Ultimo punto, e conta per un uso itinerante: la ricarica è impossibile sotto 0 °C, obbligo di protezione del sistema di gestione della batteria. La scarica, invece, resta consentita fino a −10 °C. In concreto, una stazione lasciata in un bagagliaio d'inverno alimenterà i vostri apparecchi, ma rifiuterà di riempirsi finché non avrà ritrovato una temperatura accettabile.
River 2 o River 3: che cosa cambia la nuova generazione
La domanda si pone per forza, dato che le due si vendono fianco a fianco. E la risposta è controintuitiva: la River 3 è più piccola e più cara. Scende a 245 Wh contro 256, e chiede un sovrapprezzo. Ciò che dà in cambio si legge altrove.
| Criterio | River 2 | River 3 |
|---|---|---|
| Capacità dichiarata | 256 Wh | 245 Wh |
| Uscita di rete | 300 W | 300 W |
| Uscita USB-C | 60 W | 100 W |
| Uscita 12 V | 100 W | 126 W |
| Tutte le uscite sommate | non pubblicata | 550 W |
| Altezza | 145 mm | 113 mm |
| Peso | 3,5 kg | 3,5 kg |
| Cicli e garanzia | 3000, 5 anni | 3000, 5 anni |
Il guadagno più netto è l'USB-C, che passa da 60 a 100 W. Considerato quanto visto sopra, cioè che l'USB-C è il percorso più efficiente della macchina, guadagnare quaranta watt su questa porta non è un dettaglio: allarga sensibilmente l'elenco dei computer che si possono alimentare per la migliore delle strade.
Il secondo guadagno è il formato. Trenta millimetri in meno in altezza, a peso costante, cambiano il modo in cui l'oggetto si ripone sotto un sedile o in un bagagliaio. Il resto è stabile: stessa uscita di rete, stessa chimica, stessi cicli, stessa garanzia.
Per chi è indeciso, il ragionamento è dunque semplice. Se l'uso principale è il portatile e gli apparecchi USB, la River 3 vale la differenza. Se conta la presa 230 V, la River 2 offre undici wattora in più per meno, e nulla di ciò che cambia la riguarda.
A chi conviene, e a chi no
Conviene anzitutto come alimentazione di emergenza domestica. Sedici millisecondi di commutazione, un modem e un computer collegati dietro, e un'interruzione di corrente diventa un non evento.
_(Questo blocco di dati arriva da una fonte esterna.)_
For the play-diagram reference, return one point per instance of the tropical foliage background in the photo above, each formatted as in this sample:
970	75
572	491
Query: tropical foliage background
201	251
È l'uso in cui i suoi limiti non si vedono e in cui le sue qualità contano di più.
Conviene poi al lavoro itinerante leggero: un portatile, un telefono, un'illuminazione, una giornata all'aperto o in un luogo senza presa. Passando dall'USB-C se ne ottiene il meglio, e l'ora di ricarica permette di rifare il pieno durante una pausa pranzo.
Non conviene per un uso in camper come sorgente principale. Con 256 Wh copre il telefono e il computer, non un frigorifero sulla durata né la minima piastra di cottura. Chi ci ha provato lo dice senza giri di parole, e il calcolo gli dà ragione: un piccolo frigorifero consuma in una giornata più di quanto essa contenga.
Non conviene nemmeno a chi vuole risparmiare immagazzinando elettricità nella fascia economica. Con il 67,8 % di rendimento sul ciclo completo, lo scarto tariffario è mangiato dalle perdite prima ancora di esistere. Né, infine, a chi ha bisogno di silenzio: la ventola si attiva presto e si fa sentire.